There are several reasons why the 15% threshold may be considered conservative:
- In practice, minimum load on most line sections occurs at night, when PV system output is non-existent. Realistic daytime minimum load on most distribution circuits would be well above the absolute minimum load. For the example in Figure 1, daytime minimum load, when PV generation capacity becomes significant, is closer to 50% of the annual peak load.
- With present anti-islanding technology, the risk of unintentional islanding is very low, even if PV system capacity matches or exceeds the load in a line section.
- Some argue that the 15% threshold is also useful to account for other potential impacts of DG on distribution circuits, including voltage control and protection coordination. However, recent analysis and field experience suggests that these problems are not a significant concern at 15%-penetration levels.
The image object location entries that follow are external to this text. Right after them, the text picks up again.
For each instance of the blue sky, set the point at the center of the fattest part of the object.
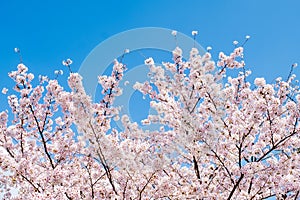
(49, 31)
(54, 30)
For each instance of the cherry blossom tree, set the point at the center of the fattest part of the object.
(219, 138)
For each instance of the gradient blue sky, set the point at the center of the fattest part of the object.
(49, 31)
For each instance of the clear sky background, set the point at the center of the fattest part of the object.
(49, 31)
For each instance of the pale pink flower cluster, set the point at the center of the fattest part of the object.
(217, 138)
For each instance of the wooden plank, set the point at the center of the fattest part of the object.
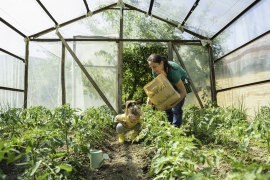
(191, 82)
(85, 71)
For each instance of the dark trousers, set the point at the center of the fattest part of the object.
(175, 114)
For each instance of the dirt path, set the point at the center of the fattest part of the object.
(127, 162)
There are numerous examples of line sections with PV-penetration levels well beyond 15% with respect to peak load that have reported no performance impacts.
Presently, the DOE SI team, the National Renewable Energy Laboratory (NREL), and Sandia National Laboratories (SNL) are collaborating with the California Public Utilities Commission (CPUC) and Solar Energy Industries Association (SEIA) to evaluate the technical bases that support interconnection screening criteria, including the 15% threshold, and determine whether revisions are justifiable based on documented industry experience and technical advances. NREL and SNL are leading the technical research, compiling data, and conducting high-penetration PV tests and demonstrations with a goal of presenting a white paper that reinforces a higher, but still safe, DG penetration level than the present 15%.
Finally, strategic stakeholder meetings and workshops began in August, 2011, at the CPUC office in San Francisco, California. Additional meetings will be held in September and November 2011 to discuss the adequacy of existing screening procedures, including the 15% threshold, for wholesale distributed generation. The information for the September and November 2011 meetings will be posted on the DOE High Penetration Solar Portal Webpage.